Some years ago I wrote about the high-Psychoticism Christian: the 'good Christian' who was not nice, not sociable, conscientious, organised - who was impulsive, easily bored, bad at sustained endeavour; a man who nearly-always failed to follow-through on his resolutions.
And I later wrote about how such high-Psychoticism persons potentially have a vital role to play in Christianity - because for all its disadvantages; high-P is needed for creativity, and that integrity which depends on immunity to social conformity.
I now realise that Samuel Taylor Coleridge (1772-1834) is a great example of exactly what I meant.
Coleridge was a deep and devoted Christian, and had a wide and deep influence through his life and beyond - affecting Anglican practice and theology (via disciples) all through the nineteenth century.
Coleridge was also a long term opium addict, a frequent drunkard; he all-but abandoned his wife (luckily she and the children were well looked after in the house of her brother in law, Coleridge's friend Robert Southey); and he passionately loved another woman (but entirely chastely).
His life was chaotic in the extreme, he was moody in the extreme, short-tempered, impulsive, inconsistent; he missed appointments and broke arrangements; he failed to finish (or even begin) nearly all of his large projects.
But Coleridge acknowledged and repented his sins; he regretted the way he was, he tried to reform but couldn't.

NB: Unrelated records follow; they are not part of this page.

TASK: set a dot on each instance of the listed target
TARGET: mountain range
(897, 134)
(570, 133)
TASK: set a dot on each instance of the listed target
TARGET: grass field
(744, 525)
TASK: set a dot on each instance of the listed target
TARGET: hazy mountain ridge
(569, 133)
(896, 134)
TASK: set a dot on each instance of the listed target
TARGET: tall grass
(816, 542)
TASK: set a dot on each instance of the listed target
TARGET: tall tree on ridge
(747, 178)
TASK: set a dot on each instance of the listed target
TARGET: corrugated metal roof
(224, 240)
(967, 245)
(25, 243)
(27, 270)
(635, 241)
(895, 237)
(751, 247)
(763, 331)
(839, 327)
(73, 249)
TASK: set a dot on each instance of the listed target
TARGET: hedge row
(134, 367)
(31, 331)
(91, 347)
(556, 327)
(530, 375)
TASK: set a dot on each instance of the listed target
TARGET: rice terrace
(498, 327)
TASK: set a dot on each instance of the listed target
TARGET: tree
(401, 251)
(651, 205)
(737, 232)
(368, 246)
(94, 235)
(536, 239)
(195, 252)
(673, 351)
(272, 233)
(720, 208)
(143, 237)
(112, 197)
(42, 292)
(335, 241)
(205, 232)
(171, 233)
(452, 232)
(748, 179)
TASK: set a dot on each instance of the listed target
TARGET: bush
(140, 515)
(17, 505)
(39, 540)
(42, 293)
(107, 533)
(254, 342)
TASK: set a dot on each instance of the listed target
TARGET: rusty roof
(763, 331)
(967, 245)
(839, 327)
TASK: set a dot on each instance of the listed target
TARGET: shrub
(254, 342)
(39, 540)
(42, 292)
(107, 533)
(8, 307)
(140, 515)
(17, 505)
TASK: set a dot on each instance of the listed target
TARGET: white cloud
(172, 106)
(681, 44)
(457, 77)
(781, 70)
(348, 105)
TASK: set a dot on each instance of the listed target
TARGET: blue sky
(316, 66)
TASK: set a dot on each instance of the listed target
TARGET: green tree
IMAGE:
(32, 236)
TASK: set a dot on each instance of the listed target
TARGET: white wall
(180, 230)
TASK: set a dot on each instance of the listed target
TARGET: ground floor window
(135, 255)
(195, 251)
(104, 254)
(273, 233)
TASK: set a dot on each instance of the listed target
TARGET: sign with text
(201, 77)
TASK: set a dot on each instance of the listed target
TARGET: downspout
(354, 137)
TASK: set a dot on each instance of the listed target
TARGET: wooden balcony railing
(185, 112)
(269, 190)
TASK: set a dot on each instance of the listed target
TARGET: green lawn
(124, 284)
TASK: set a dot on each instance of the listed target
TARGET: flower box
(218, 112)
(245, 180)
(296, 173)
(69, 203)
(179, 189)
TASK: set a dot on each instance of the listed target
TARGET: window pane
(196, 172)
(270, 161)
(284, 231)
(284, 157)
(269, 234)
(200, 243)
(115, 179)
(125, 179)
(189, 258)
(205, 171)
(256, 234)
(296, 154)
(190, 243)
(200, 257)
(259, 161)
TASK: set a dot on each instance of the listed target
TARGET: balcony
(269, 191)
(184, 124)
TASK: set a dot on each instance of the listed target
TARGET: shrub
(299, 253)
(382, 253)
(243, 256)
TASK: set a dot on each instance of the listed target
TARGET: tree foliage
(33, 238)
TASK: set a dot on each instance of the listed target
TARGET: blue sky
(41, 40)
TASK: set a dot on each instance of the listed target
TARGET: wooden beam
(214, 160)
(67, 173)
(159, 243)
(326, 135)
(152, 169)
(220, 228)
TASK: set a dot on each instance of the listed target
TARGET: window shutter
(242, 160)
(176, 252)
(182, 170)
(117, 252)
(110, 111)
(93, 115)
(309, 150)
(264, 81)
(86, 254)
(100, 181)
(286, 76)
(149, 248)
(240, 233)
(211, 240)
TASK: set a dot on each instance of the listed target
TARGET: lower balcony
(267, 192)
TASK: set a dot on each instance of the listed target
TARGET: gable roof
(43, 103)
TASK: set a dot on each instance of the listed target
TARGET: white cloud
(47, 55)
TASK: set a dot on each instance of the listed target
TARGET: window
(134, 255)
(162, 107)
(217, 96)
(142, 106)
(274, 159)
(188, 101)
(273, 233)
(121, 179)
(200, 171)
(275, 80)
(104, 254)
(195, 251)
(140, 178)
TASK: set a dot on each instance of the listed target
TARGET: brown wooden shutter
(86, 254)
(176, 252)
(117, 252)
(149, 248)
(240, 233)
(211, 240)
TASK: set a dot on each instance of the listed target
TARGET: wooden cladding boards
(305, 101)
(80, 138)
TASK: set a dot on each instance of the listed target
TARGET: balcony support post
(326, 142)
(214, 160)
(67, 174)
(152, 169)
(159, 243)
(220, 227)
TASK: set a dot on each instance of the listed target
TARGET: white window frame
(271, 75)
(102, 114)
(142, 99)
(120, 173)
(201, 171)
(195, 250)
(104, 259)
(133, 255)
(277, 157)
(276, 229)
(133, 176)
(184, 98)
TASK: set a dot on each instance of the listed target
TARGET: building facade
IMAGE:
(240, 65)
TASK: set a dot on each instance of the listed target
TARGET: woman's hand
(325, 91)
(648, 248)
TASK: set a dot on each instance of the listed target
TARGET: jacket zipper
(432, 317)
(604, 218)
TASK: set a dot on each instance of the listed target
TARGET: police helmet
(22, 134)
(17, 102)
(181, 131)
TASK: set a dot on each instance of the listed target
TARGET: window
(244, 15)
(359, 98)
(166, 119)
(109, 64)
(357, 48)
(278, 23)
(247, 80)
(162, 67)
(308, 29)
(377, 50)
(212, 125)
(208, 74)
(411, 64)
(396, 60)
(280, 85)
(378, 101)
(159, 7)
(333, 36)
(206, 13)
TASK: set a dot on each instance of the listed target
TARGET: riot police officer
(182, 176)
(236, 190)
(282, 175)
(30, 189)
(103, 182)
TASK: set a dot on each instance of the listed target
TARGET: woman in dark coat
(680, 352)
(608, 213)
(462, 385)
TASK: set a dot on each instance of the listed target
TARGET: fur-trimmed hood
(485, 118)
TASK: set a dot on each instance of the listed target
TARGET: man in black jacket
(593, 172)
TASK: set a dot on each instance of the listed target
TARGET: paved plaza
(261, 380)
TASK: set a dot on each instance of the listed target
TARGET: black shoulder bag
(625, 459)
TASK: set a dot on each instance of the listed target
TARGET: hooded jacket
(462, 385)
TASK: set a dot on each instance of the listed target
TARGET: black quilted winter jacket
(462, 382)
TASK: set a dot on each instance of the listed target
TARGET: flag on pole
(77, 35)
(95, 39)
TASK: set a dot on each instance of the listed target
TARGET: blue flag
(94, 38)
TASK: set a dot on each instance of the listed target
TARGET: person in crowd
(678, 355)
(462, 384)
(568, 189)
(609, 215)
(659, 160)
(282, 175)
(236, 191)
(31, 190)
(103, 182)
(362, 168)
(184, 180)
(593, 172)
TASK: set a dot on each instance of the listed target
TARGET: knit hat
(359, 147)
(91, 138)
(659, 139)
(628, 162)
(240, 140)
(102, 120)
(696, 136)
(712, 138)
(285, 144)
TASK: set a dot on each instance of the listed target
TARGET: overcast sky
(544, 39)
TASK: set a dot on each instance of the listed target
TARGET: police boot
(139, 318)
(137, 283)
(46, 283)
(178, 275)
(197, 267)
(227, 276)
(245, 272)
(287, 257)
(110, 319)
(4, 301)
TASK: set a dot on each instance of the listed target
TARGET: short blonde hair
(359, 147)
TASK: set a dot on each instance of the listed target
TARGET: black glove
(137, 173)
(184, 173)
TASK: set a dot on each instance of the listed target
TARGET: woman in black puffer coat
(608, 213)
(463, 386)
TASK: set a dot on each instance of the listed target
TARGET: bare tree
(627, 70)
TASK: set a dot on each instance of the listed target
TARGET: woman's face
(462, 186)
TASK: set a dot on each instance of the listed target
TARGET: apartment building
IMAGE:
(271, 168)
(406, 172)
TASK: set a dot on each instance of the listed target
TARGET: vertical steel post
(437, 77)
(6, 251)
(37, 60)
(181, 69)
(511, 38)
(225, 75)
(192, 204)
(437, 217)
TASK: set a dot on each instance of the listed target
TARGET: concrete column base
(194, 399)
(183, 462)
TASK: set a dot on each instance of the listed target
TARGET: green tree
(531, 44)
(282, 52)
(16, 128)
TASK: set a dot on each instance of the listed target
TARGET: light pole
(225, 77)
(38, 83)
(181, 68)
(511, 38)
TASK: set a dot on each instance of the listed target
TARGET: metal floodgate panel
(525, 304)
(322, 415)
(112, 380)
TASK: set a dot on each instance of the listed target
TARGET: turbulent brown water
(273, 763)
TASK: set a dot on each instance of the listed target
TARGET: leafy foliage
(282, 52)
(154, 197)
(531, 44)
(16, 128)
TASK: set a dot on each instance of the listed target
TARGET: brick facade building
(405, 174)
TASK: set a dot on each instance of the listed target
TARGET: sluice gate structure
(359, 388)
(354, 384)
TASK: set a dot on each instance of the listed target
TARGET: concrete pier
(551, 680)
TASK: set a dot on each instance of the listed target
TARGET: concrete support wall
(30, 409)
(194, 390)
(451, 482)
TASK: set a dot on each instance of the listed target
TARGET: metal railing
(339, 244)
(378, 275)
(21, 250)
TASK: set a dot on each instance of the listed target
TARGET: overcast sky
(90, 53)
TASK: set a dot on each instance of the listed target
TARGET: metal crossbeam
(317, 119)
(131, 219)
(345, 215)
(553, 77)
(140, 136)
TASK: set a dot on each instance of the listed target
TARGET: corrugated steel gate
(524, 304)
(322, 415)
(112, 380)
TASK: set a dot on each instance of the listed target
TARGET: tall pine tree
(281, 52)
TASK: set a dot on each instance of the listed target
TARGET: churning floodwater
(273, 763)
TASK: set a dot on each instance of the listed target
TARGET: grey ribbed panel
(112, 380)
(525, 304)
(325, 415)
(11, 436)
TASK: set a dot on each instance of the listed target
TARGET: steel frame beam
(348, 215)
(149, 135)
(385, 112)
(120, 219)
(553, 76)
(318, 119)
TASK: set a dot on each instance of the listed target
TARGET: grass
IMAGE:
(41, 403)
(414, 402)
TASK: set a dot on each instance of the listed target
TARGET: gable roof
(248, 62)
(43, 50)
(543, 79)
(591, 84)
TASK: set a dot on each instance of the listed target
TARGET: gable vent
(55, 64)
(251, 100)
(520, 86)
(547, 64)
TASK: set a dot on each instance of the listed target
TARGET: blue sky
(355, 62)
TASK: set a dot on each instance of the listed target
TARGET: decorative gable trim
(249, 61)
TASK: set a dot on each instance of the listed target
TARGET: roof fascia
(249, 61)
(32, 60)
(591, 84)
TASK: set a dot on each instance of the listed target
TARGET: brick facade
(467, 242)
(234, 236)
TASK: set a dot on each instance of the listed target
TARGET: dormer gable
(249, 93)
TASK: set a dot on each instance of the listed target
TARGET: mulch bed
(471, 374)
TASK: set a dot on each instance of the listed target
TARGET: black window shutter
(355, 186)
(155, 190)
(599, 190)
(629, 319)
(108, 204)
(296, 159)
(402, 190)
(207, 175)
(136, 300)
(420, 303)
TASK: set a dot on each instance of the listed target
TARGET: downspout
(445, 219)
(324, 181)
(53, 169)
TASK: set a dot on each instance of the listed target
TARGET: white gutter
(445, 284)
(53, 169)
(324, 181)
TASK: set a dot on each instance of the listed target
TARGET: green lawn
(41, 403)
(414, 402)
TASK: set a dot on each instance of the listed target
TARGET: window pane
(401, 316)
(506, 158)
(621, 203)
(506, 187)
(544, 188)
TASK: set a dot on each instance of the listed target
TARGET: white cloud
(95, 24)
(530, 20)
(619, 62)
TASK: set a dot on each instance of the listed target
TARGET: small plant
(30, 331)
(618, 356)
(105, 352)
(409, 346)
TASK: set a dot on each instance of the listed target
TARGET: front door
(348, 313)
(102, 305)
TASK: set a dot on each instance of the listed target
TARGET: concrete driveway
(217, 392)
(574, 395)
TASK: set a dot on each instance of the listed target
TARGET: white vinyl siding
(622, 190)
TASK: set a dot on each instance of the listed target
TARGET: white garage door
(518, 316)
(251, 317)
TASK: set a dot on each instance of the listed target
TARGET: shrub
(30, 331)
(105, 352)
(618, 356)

He was what he was - he was made that way.
While what he did was nearly all flawed (requiring tremendous and sustained concentration - or else scattered notes, hints, scraps), and was far less in amount then he was capable of doing; nonetheless Coleridge was perhaps the most significant philosophical thinker of his time. As a conversationalist (or rather monologist) he was apparently supreme; and sometimes he was a lecturer of astonishing power - and thus sufficient of his great potential was somehow made available.
Christianity has this great strength - and we must never forget it - that repentance is more important than behaviour; and by Jesus Christ repentance is available to everybody at ever time and in an inexhaustible supply.
Much of Coleridge's life needed repenting every hour of every day for decades - but that was not a problem - that well can never run dry.
And thus Coleridge was a truly great Christian, although in many ways a bad man.
In this age, these end times, when institutions are corrupt and obedience and hard work are turned to evil ends; it is possible that only someone of the Coleridge type has the creativity, independence and courage to provide what is needed.
Not as a Christian leader, of course! That would be a disaster. But as an educator, clarifier, explainer, encourager, and as an inspirer.